By the time COVID arrived, Gandhi had spent decades thinking about infectious disease through the lens of both science and public policy. She understood that a virus wasn’t just a biological entity, it existed in a world shaped by politics, fear, and trust. She was particularly attuned to the impact of health policies on the most vulnerable. People living with HIV were disproportionately affected not just by COVID itself, but by the lockdowns and restrictions meant to control it. Many struggled with disrupted care, delayed treatments, and the social isolation that came with shutdowns. Those who were poor suffered the most, public school closures in the Bay Area lasted far longer than those of private schools, widening educational and economic disparities that would persist long after the pandemic was over.

Her work on HIV had also made her a fierce advocate for harm reduction, a philosophy she carried into COVID. She argued that the pandemic response needed to be practical, sustainable, and rooted in what people could realistically adhere to over time. She pushed for policies that focused on protecting the most vulnerable while allowing society to function, drawing from decades of research on how public health measures succeed or fail in the real world. She understood that restrictions had trade-offs, and that shutting down society came with its own set of consequences, particularly for those with the least resources.

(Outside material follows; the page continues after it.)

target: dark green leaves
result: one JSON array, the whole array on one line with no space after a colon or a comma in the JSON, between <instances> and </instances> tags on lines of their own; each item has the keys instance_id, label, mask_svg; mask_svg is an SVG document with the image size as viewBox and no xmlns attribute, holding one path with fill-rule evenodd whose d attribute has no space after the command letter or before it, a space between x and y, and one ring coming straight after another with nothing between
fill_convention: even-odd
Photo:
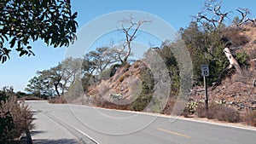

When we met, she was warm, focused, and deeply thoughtful. She had that rare quality in a scientist, the ability to hold firm opinions while still being open to new data. She listened carefully, processed everything, and responded with precision. As she stood in the hallway of Ward 86, the history of another pandemic surrounding her, she spoke about the challenges of communication during a crisis. How do you give people clear guidance when the science is still evolving? How do you maintain public trust when policies shift? How do you weigh the costs of restrictions against their benefits? These were the questions she wrestled with daily, not just in academic circles but in the public arena.

Her willingness to step into that arena, to engage in the messiness of public debate, set her apart. It would have been easier to stay in the lab, publish papers, and let others handle the political side of things. But Gandhi believed that science wasn’t just about discovery; it was about application. And in a pandemic, applying science meant communicating it, defending it, and sometimes fighting for it against resistance from all sides.

In the years since, much of what she advocated for, ventilation as a key mitigation strategy, the prioritization of vaccines over prolonged restrictions, and the need for a balanced approach to risk, has become widely accepted. But at the time, it wasn’t always easy to say. She took criticism from those who felt she was too aggressive in pushing for normalcy and from those who thought she wasn’t aggressive enough. She walked that line carefully, always returning to the data.

That day at Ward 86, I saw a scientist who wasn’t just studying history, she was shaping it.